Tragedia en Tailandia: fallece el futbolista Safwan Awae
El fútbol en el sur de Tailandia se detuvo de golpe el martes 5 de agosto de 2026. No por un gol decisivo, ni por una polémica arbitral. Lo frenó el cielo.
Safwan Awae, extremo de 24 años de Yala FC, murió después de ser alcanzado por un rayo en pleno partido de la Golok Cup, en la provincia de Narathiwat. El encuentro se disputaba en el Santiphap Stadium, en el distrito de Su-ngai Kolok, bajo una lluvia cada vez más densa, típica del monzón. El balón seguía rodando. El peligro, esta vez, no estaba en una entrada dura, sino en las nubes.
De pronto, el destello. Un fogonazo brutal sobre el césped. Y el silencio.
Un estadio paralizado por un destello
Las imágenes grabadas desde la grada muestran el instante en que el rayo impacta en el campo y el partido se rompe en pánico. Jugadores cayendo al suelo, otros llevándose las manos a la cabeza, aficionados saltando desde las tribunas para correr hacia el punto del impacto.
En el centro del caos, Safwan Awae.
Compañeros, rivales y espectadores se lanzaron hacia él, tratando de reanimarlo como podían, intentando cubrirlo de la lluvia mientras el agua seguía golpeando el césped. No había tiempo para procesar nada. Solo urgencia.
Los servicios de emergencia llegaron al Santiphap Stadium y trasladaron al futbolista al hospital en estado crítico. Horas después, el jefe de policía, Thun Sirikhunt, confirmó la peor noticia: Safwan no había sobrevivido a las heridas causadas por el rayo.
Doce jugadores heridos y un vestuario marcado
El impacto no solo se cobró la vida del jugador de Yala FC. Doce futbolistas más resultaron heridos, con quemaduras de distinta gravedad. Entre ellos, el malasio Alif Ezzahan Zulkifli, de 22 años.
Varios jugadores fueron trasladados al hospital de Sungai Kolok para recibir tratamiento. Un torneo regional, pensado para celebrar el fútbol en la frontera sur de Tailandia, terminó convertido en una escena de tragedia colectiva, con compañeros y familiares aguardando noticias en pasillos de hospital en lugar de vestuarios.

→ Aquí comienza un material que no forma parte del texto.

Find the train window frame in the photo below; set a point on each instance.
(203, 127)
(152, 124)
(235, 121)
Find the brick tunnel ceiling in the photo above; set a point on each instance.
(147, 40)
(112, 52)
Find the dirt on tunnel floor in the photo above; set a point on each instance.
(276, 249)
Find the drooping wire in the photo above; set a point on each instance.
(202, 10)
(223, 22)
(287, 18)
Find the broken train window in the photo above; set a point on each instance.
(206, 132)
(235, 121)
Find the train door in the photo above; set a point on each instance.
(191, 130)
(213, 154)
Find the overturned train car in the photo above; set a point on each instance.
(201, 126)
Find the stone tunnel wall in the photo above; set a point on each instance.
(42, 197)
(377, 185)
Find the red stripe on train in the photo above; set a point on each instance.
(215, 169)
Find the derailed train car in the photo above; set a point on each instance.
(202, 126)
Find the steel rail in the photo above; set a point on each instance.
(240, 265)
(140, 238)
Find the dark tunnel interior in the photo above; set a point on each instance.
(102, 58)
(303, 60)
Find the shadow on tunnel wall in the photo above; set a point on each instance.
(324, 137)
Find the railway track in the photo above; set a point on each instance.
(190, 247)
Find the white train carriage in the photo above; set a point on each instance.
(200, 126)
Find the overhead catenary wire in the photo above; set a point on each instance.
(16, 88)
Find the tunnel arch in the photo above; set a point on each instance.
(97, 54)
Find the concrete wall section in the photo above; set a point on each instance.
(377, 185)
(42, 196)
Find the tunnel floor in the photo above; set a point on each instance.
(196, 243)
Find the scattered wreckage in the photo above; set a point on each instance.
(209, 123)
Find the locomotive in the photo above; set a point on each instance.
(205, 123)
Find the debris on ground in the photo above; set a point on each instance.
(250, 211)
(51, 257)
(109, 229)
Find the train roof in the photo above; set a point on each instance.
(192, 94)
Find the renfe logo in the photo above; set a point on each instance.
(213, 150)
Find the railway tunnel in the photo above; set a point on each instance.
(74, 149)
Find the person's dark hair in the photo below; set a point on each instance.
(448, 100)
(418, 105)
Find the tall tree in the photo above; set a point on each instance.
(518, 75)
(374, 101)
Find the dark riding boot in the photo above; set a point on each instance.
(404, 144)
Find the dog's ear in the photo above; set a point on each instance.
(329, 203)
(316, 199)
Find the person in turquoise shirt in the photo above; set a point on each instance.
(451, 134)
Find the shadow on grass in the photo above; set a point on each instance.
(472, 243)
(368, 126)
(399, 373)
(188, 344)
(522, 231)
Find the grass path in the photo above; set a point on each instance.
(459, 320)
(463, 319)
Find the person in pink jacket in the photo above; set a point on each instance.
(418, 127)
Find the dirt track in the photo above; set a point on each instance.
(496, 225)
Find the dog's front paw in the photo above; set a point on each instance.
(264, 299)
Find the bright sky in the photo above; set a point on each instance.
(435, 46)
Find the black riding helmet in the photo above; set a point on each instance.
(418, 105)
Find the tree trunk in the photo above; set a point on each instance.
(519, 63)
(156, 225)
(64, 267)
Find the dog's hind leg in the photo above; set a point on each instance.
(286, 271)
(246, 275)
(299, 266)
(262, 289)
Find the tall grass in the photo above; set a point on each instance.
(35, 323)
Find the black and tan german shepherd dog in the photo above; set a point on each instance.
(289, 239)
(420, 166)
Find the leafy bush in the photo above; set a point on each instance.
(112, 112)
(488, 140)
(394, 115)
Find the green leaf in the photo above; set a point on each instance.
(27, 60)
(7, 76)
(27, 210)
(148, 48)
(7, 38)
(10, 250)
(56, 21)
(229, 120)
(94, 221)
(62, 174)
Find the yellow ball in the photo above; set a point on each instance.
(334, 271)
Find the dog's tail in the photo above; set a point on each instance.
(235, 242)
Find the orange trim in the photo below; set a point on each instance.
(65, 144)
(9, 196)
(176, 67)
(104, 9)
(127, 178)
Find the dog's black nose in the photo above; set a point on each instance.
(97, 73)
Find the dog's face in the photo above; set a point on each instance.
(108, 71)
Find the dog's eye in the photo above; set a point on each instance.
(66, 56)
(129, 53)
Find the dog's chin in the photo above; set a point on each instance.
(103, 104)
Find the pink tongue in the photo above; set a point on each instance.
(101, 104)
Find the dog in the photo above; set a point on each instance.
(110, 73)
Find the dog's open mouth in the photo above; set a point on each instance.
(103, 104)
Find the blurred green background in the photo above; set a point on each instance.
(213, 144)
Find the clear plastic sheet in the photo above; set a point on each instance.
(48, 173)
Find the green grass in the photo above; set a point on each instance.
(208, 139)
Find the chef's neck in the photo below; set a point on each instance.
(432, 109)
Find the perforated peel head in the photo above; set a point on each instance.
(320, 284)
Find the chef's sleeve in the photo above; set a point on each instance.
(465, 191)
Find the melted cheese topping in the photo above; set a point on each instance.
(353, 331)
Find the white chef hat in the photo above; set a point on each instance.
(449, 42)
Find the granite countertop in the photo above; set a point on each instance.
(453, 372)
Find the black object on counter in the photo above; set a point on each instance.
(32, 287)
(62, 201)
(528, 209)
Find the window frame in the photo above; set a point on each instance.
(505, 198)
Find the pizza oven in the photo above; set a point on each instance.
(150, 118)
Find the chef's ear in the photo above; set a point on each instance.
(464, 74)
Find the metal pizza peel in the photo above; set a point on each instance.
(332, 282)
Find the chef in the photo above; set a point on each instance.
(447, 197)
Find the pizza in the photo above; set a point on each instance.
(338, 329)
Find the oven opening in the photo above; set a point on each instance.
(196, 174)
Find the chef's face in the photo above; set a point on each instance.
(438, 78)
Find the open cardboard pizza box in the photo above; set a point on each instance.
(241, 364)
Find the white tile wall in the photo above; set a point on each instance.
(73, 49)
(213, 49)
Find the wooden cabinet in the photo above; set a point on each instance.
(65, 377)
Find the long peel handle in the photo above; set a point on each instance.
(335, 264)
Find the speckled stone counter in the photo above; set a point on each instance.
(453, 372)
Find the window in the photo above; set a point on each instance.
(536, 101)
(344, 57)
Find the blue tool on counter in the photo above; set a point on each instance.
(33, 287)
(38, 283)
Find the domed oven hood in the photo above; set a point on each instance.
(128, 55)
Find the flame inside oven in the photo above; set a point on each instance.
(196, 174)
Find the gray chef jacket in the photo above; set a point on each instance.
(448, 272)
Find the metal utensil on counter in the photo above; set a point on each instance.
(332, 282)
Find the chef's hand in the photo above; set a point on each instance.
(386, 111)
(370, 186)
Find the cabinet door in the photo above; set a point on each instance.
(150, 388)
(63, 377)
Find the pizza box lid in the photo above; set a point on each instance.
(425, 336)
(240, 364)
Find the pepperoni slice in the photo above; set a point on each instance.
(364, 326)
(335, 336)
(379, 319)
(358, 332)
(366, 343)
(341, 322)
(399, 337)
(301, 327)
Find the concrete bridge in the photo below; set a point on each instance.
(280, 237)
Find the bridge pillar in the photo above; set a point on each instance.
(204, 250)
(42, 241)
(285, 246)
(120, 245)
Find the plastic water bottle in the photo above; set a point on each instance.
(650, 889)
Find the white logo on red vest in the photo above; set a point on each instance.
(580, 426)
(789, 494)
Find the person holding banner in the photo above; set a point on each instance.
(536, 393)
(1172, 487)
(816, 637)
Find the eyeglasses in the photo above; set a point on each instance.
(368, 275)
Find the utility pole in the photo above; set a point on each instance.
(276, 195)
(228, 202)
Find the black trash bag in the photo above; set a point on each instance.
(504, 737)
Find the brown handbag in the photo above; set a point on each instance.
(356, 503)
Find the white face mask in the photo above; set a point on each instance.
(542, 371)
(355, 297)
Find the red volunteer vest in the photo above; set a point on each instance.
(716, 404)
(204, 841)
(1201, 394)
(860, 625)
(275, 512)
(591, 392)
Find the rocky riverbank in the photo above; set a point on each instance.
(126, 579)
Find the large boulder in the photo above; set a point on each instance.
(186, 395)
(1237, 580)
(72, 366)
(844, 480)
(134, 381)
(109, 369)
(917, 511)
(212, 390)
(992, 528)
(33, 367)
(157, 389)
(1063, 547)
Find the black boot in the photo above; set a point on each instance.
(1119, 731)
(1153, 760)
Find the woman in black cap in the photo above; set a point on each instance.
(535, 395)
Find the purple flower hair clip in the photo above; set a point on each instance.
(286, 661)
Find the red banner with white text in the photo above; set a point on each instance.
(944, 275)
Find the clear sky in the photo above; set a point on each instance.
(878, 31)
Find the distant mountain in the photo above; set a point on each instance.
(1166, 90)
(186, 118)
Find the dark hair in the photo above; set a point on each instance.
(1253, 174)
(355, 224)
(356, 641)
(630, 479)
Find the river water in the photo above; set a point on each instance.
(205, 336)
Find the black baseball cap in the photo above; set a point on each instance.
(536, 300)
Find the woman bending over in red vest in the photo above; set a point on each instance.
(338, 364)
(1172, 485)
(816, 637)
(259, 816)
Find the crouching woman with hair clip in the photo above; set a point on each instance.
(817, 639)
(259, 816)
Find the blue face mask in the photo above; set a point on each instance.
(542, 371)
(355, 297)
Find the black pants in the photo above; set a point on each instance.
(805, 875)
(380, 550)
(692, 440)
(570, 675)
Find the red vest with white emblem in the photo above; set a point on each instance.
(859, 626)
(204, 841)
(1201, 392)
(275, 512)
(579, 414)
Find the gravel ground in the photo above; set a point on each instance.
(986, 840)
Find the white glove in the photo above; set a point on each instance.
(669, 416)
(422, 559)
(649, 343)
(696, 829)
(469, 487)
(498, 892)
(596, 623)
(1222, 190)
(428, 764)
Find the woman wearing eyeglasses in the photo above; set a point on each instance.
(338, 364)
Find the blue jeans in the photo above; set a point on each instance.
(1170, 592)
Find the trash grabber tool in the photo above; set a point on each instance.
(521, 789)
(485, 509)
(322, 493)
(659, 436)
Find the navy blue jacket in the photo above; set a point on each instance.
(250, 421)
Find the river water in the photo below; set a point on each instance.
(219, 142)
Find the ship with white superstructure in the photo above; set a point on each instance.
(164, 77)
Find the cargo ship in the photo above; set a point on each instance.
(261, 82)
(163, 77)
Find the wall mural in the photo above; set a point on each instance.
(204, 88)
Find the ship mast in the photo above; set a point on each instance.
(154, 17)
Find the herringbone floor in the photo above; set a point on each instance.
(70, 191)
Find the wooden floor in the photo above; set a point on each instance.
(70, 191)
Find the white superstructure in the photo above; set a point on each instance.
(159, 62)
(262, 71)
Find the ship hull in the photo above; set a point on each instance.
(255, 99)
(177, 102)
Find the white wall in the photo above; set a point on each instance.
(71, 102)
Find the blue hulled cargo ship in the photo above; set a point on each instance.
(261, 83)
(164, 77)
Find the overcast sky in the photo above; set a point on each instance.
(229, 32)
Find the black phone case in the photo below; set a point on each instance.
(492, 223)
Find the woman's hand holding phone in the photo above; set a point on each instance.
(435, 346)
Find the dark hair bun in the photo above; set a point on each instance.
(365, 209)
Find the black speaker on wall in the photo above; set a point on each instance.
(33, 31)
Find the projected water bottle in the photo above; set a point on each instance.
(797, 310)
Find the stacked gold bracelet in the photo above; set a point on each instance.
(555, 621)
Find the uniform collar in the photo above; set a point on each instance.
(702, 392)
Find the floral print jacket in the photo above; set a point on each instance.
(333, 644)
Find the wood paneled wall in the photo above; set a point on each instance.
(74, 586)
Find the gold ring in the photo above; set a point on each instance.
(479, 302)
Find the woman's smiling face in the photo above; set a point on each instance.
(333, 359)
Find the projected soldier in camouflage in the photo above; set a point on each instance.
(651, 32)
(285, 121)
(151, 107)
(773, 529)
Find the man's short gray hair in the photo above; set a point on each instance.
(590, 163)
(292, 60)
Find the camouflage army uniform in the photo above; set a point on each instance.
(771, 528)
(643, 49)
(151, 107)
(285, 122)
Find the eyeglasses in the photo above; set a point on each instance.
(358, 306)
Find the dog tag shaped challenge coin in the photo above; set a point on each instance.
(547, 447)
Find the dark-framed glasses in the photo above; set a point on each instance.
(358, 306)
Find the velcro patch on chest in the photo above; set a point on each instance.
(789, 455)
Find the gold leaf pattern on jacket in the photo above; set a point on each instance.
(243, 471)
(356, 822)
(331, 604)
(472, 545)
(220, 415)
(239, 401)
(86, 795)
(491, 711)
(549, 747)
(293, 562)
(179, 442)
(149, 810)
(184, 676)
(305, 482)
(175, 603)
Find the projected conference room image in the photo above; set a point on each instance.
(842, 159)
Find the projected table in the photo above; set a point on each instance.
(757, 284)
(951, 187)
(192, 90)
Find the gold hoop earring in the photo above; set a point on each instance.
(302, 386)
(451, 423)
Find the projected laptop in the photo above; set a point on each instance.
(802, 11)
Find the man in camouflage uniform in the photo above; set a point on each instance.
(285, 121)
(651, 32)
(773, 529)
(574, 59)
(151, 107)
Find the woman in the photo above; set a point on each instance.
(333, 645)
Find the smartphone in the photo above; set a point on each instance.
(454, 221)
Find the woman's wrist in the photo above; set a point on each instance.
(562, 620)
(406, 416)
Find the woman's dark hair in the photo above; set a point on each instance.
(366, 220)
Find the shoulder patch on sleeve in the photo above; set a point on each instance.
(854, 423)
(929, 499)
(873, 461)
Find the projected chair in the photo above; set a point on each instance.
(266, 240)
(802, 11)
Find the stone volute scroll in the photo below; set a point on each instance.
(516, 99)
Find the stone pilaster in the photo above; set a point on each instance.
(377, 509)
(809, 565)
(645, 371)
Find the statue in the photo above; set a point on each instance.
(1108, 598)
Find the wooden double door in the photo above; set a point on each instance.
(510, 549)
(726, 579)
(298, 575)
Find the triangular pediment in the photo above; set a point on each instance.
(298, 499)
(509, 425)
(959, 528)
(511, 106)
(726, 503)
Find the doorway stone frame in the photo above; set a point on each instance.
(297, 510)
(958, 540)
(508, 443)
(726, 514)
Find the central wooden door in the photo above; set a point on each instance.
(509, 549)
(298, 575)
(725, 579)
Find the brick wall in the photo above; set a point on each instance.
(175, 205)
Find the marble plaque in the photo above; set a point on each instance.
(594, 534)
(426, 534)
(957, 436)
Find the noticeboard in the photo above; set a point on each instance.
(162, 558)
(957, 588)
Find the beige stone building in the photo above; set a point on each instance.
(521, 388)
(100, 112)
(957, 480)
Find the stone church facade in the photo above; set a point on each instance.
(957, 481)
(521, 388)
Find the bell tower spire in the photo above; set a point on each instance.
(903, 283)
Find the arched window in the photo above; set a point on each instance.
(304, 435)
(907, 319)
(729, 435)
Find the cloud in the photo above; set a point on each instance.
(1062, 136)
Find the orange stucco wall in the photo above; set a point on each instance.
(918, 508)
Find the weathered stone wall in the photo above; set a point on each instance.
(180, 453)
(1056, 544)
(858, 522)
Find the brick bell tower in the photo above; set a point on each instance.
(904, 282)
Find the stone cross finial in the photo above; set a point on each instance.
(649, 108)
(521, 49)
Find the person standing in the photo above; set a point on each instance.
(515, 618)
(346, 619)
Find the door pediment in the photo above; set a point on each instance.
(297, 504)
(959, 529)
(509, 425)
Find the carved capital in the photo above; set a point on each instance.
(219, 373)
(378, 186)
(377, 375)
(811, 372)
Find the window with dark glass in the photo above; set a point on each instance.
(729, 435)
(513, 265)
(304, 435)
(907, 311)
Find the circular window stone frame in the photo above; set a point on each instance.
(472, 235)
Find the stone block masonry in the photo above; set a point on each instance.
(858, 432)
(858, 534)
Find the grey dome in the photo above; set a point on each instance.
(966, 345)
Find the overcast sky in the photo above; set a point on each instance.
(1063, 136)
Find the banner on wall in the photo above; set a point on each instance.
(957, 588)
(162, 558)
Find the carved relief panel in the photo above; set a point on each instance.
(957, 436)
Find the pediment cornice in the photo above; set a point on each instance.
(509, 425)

Un sueño cumplido… durante apenas unos días
El golpe emocional para Yala FC es todavía más profundo por el contexto. Safwan Awae había firmado su contrato con el club apenas una semana antes del partido. Para él, no era un simple cambio de equipo. Era, según los informes locales, la culminación de un sueño de toda la vida.
Había logrado lo que llevaba años persiguiendo. Había entrado en el vestuario, se había puesto la camiseta, había empezado a escribir su historia profesional. No tuvo tiempo de ampliarla. No llegó a construir la carrera que imaginaba sobre ese primer gran paso.
Se quedó en un solo capítulo.
Luto en Yala FC y en el fútbol tailandés
El club publicó un comunicado en su página oficial expresando sus condolencias a la familia del jugador, un mensaje breve y cargado de pesar. No hay muchas palabras posibles cuando un futbolista de 24 años muere en el campo.
La Federación de Fútbol de Tailandia, FAT, también reaccionó, asegurando que comparte el dolor con la familia, los amigos y el club en este momento tan difícil. Más allá de las fórmulas institucionales, el impacto en la comunidad futbolística del país es evidente: un recordatorio brutal de lo vulnerables que siguen siendo los jugadores ante fenómenos extremos, sobre todo en regiones castigadas por lluvias torrenciales y tormentas eléctricas.
Un deporte golpeado por tragedias
El caso de Safwan Awae se suma a otros episodios recientes que han sacudido al fútbol en distintos rincones del mundo. En Brasil, el joven Micael Leandro da Silva fue asesinado a tiros poco después de disputar un torneo amateur en Maceió, en un hecho que también dejó a una familia destrozada y a una comunidad futbolera en shock.
Son historias distintas, contextos diferentes, pero un mismo hilo trágico: jóvenes que encuentran en el fútbol una vía de esperanza y terminan perdiendo la vida alrededor de un balón.
En Narathiwat, el recuerdo de aquel destello sobre el Santiphap Stadium seguirá persiguiendo a quienes estuvieron allí. Para Yala FC, cada salida al campo llevará, desde ahora, un nombre en la memoria: Safwan Awae, el extremo que alcanzó su sueño… justo antes de que el cielo se lo arrebatara.